New YorkState Physician Profile

Database Manual

March 2009

NewYorkState Physician Profile Databases and Linkages MANUAL

This manual provides the technical details of the design of the data model and its attributes (specific data elements) and tables (groups of attributes) as well as the relationships between these attributes and tables. Additionally, this manual provides detailed source and usage information for data attributes. Specifically, external attributes are identified with their primary and secondary sources and if physicians are allowed to change the database information.

This manual is organized as follows:

Section 1: Data Model

Section 2: Data Dictionary

Section 3: External Files and Import Procedures

1. Data Model

The New York State Physician Profile Data Model provides a graphical representation of the relationships between the various tables and attributes used in the New York State Physician Profile data system. The data model has two separate and distinct components, the Central Repository and The Public Web. Each of these is graphically displayed on the pages that follows:

1New YorkState Physician Profile Source Databases and Linkages



Central Repository Elements

Call Center/Security

Miscellaneous Web Publication

Public Web Database

1New YorkState Physician Profile Source Databases and Linkages


2. Data Dictionary

In this section, the relationships of the data attributes and tables to each other and to external sources and documents are detailed. Specifically, a detailed spreadsheet (NYPP Data Dictionary) is provided with the following information for the central repository. A second spreadsheet (Public Web Data Dictionary) is used to describe the public Web Database. Data definitions are only in the central repository spreadsheet as the public web is the current data subset of the central repository.

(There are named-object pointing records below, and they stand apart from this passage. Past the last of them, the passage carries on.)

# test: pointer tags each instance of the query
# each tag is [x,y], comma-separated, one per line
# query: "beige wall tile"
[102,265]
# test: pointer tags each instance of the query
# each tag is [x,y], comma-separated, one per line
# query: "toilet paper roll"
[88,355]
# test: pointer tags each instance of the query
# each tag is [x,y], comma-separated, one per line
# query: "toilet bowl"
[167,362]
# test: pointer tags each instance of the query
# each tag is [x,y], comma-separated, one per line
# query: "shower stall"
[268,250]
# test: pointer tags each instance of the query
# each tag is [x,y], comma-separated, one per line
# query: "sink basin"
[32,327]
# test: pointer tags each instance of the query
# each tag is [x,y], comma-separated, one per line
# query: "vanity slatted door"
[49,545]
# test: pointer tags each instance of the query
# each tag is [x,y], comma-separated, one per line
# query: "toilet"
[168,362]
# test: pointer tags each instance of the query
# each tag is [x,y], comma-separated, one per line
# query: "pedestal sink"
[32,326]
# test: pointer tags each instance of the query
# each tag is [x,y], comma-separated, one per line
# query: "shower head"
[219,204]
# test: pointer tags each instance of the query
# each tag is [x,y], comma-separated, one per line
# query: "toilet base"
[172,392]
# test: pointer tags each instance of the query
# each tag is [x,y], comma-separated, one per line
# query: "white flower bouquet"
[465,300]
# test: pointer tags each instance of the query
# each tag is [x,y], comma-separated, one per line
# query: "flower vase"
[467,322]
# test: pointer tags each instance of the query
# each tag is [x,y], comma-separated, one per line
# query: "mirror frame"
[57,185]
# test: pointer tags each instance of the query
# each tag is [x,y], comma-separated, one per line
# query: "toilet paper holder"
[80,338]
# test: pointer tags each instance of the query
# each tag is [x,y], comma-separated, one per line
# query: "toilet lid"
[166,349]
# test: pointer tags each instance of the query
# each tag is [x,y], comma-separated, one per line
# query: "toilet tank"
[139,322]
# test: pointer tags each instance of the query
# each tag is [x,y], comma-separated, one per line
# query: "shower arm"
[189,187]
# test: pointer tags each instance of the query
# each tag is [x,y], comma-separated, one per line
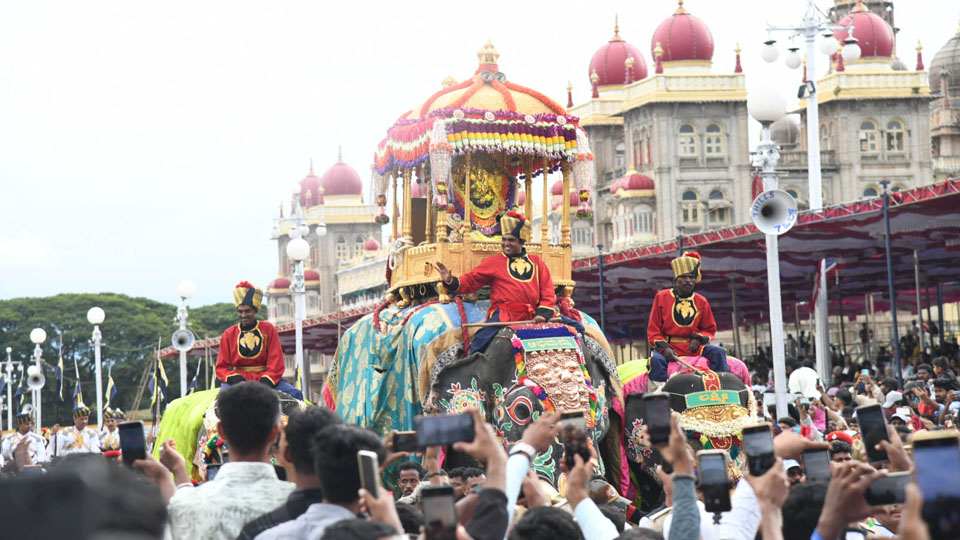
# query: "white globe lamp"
[766,105]
[96,315]
[769,53]
[186,289]
[298,249]
[38,335]
[851,50]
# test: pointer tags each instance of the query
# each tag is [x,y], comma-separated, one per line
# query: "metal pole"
[736,317]
[767,155]
[940,312]
[916,285]
[96,355]
[603,307]
[893,298]
[9,389]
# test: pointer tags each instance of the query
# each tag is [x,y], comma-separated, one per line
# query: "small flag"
[59,372]
[111,394]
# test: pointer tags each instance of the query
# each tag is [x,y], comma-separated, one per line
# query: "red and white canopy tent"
[925,219]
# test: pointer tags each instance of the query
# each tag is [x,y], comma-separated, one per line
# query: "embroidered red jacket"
[675,320]
[520,286]
[252,354]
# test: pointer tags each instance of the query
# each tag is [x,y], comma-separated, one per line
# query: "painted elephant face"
[519,408]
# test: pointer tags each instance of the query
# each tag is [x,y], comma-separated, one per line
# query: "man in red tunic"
[681,321]
[250,351]
[521,288]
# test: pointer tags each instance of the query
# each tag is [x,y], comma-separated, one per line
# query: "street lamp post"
[37,336]
[95,317]
[767,106]
[185,290]
[9,389]
[299,250]
[812,25]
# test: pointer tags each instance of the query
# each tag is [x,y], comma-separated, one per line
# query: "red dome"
[609,62]
[633,181]
[873,34]
[312,185]
[558,201]
[683,37]
[341,179]
[279,283]
[556,188]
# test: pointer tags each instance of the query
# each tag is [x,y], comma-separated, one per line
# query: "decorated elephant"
[713,407]
[514,385]
[397,363]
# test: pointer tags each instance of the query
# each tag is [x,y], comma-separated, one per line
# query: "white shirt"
[72,441]
[38,447]
[241,492]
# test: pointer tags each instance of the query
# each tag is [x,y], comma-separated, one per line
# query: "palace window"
[687,141]
[895,136]
[719,214]
[690,208]
[713,143]
[869,137]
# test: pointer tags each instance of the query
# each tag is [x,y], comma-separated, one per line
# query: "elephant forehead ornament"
[714,408]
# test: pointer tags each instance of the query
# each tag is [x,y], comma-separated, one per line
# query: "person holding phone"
[521,288]
[681,322]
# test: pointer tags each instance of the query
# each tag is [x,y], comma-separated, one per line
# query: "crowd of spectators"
[499,497]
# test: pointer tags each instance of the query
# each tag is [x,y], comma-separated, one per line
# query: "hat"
[515,224]
[246,294]
[688,263]
[839,436]
[893,396]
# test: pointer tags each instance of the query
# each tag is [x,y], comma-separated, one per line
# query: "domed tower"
[682,41]
[616,63]
[945,114]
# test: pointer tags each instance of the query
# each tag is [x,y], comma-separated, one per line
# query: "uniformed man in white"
[109,436]
[78,438]
[38,449]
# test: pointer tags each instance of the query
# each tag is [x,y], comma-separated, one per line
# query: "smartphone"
[439,512]
[405,441]
[573,435]
[442,430]
[936,462]
[133,445]
[816,465]
[888,489]
[714,482]
[873,429]
[369,467]
[656,413]
[758,446]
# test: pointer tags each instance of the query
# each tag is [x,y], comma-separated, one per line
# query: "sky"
[144,143]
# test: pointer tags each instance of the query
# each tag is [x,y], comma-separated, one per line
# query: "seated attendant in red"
[521,288]
[681,321]
[250,351]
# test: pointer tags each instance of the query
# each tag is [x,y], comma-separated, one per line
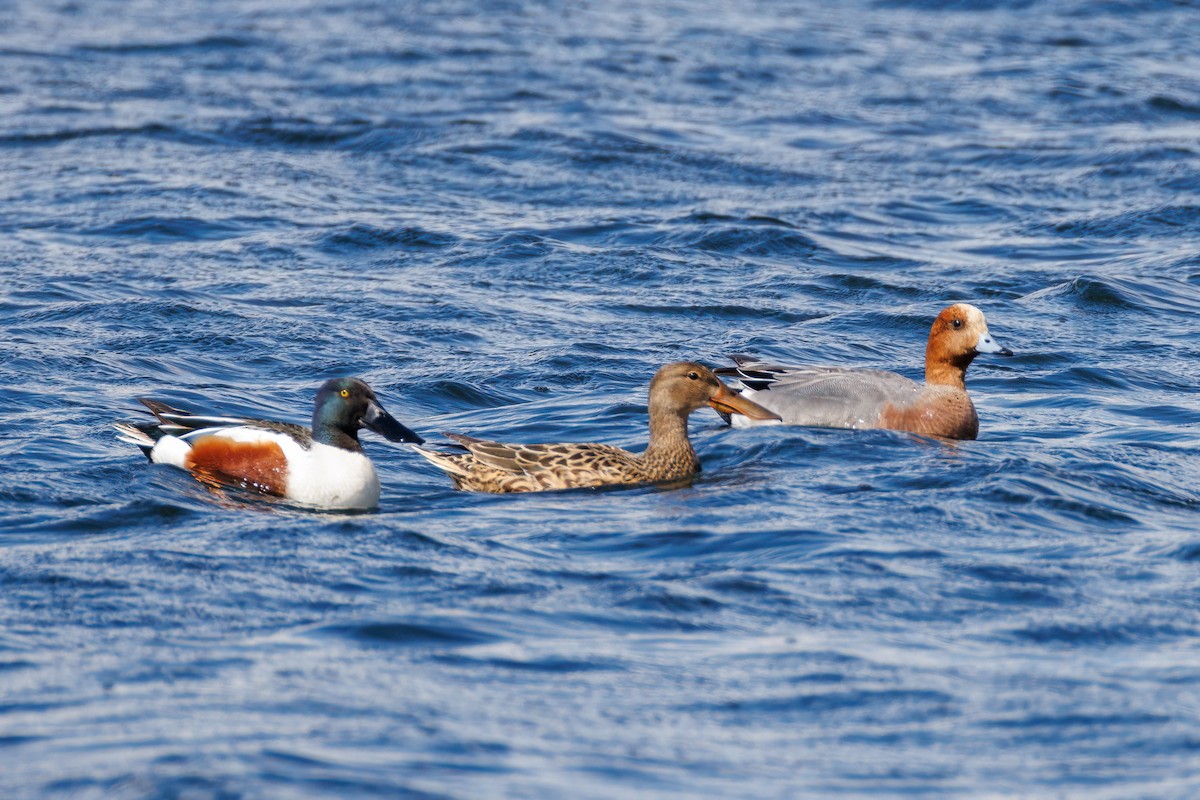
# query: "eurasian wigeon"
[324,467]
[676,391]
[835,397]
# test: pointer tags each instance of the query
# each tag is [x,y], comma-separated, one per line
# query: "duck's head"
[347,404]
[684,386]
[960,334]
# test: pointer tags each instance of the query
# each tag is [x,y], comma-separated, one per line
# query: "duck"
[323,467]
[838,397]
[676,391]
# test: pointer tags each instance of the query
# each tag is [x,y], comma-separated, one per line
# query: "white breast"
[330,477]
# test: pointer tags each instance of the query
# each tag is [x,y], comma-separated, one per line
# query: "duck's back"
[827,397]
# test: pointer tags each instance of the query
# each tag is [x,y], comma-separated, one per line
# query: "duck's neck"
[670,453]
[334,435]
[942,371]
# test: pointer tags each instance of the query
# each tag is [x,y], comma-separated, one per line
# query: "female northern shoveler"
[324,467]
[676,391]
[835,397]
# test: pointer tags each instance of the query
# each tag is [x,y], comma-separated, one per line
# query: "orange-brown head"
[958,336]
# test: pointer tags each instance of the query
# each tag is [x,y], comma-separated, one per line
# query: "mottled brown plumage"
[676,391]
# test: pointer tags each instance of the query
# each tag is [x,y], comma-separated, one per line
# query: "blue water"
[505,216]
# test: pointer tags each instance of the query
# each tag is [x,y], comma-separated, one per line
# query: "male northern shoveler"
[324,467]
[676,391]
[835,397]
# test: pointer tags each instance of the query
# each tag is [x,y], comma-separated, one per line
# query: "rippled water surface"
[505,216]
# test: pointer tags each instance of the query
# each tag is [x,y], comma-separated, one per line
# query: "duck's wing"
[825,396]
[186,425]
[540,458]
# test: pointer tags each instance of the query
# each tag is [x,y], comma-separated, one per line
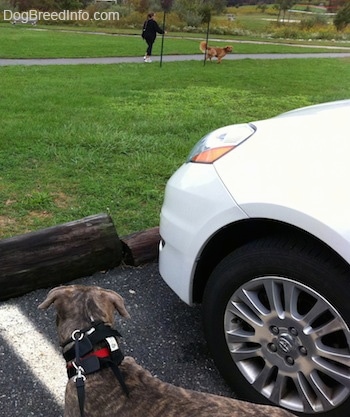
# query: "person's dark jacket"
[150,29]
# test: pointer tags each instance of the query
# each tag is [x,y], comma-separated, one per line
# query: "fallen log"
[141,247]
[58,254]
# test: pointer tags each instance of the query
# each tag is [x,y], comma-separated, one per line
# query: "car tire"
[276,314]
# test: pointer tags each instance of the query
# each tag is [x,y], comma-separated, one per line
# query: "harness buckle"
[80,372]
[77,335]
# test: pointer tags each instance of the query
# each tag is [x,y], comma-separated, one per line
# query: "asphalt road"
[163,334]
[166,58]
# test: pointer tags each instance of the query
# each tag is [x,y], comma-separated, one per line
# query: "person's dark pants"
[150,42]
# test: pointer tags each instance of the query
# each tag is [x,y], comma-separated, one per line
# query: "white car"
[256,227]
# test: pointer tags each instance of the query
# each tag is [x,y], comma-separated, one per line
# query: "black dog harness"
[83,360]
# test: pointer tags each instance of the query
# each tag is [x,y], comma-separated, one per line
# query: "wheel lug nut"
[303,350]
[290,360]
[272,347]
[274,329]
[293,331]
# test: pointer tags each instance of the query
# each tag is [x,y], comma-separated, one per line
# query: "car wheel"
[276,316]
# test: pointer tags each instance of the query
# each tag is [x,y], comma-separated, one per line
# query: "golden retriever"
[212,52]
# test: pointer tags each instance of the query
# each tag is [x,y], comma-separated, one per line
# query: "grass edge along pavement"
[32,43]
[113,144]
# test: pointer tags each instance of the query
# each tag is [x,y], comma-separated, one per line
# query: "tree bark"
[58,254]
[141,247]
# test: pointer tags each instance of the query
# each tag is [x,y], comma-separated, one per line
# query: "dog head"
[77,306]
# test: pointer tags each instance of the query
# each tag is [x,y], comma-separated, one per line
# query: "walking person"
[149,34]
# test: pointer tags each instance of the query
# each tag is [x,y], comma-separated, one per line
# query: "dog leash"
[86,361]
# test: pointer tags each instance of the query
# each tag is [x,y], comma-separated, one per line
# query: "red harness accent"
[101,353]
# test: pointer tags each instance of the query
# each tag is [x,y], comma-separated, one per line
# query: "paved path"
[166,58]
[164,335]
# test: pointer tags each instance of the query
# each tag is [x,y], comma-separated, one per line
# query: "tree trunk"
[58,254]
[141,247]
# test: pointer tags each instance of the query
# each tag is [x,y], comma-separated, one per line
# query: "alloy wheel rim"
[289,343]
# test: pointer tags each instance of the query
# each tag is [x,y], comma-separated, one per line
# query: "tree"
[284,5]
[342,18]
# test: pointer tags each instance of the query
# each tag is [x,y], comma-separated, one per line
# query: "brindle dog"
[77,306]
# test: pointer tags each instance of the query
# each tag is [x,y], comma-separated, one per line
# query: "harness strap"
[98,332]
[80,384]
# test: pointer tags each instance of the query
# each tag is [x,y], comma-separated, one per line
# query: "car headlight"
[217,143]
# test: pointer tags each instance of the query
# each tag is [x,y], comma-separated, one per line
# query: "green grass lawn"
[79,140]
[28,42]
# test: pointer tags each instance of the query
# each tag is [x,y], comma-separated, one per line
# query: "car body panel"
[294,169]
[195,190]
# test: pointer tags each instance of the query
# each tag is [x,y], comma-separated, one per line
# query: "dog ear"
[117,301]
[52,296]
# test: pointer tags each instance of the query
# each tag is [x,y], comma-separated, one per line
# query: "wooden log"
[141,247]
[58,254]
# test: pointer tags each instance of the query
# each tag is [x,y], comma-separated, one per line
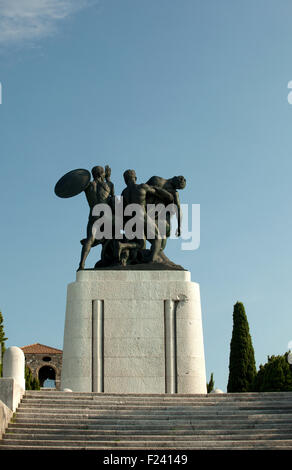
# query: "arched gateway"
[45,363]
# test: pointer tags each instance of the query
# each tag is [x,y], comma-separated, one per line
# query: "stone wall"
[36,362]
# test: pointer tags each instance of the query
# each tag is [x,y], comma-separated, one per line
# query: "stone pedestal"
[131,331]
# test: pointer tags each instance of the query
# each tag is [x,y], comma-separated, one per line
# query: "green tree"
[210,384]
[274,376]
[31,382]
[2,342]
[242,367]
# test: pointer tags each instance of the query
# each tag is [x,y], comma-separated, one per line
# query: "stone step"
[164,444]
[150,410]
[59,420]
[142,435]
[202,426]
[93,404]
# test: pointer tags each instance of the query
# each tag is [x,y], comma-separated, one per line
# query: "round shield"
[72,183]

Entity or Table. Entity and table are synonymous terms that describe a related grouping of data elements that are referred to as attributes or columns. For example, a Name table may be comprised of last name, first name, and middle name columns as well as columns related to the source of the data and the identification of the doctor, by license number. For whom the specific information pertains. The following are the sections of the spreadsheet which relate to entity or tables:

Entity Name. The entity name is the plain text name of the table or grouping of elements.

Table Name. The system name for the entity or grouping of elements is the table name.

Entity Definition. This is a textual description of the table or entity.

Attribute or Column. Attribute and column are synonymous and are specific data elements. Attributes or columns can be filled through information provided from external data files, by information supplied by physicians, or can be generated by the Physician Profile system. Many column or attributes are used to relate other items or for systems actions and are never know by or visible to either the physician or public user. The following sections of the spreadsheet refer to attributes or entities:

Attribute Name. The attribute name is the text name of an individual element or column.

Column Name. The column name is the name used by the system for a single data element.

Column Datatype. The column datatype describes, is systems terms, the characters that comprise the column such as numbers or variable characters and specifies the maximum number of characters in the column or data element.

Column Definition. The column definition is a textual description of the column or data element.

On Initial Profile Survey. Attributes indicted with an “X” in this section will be contained on the pre-printed Profile Surveys sent to Physicians. Where “blank” is indicated, no information will be provided on the pre-printed Profile Surveys but space will be provided for the physician to report the information. The physician web site will handle data similarly in that indicated attributes will be displayed and those with “blank” will allow for entry by the physician.

On Profile Survey Review Copy. Indicated attributes, those with an “X” under this section header, will be contained on the Profile Survey review copies sent to Physicians after receipt and data entry of their Profile Survey response. The physician web site will handle data similarly in that indicated attributes will be displayed after entry by the physician.

On Profile Survey Codes Sheet. Indicated attributes are either codes or the text descriptions of codes. If indicated, these attributes will be provided on the Profile Survey Codes Sheet so that the Physician can enter the code onto the Profile Survey. The physician web site will handle data similarly in that physicians will be provided a list of indicated text attributes to choose from, although the codes are not needed on the web and will therefore not be provided.

On Public Web Site. Indicated attributes will be viewable on the public web site.

On Public Web Site if in Dispute. The data for some attributes is provided by outside sources and physicians are not provided the opportunity to change the data. In some cases, a physician may disagree with and dispute the data provided. If this occurs, the disputed information will be sent to the data source and the data may or may not be presented on the public web site, as detailed in this section.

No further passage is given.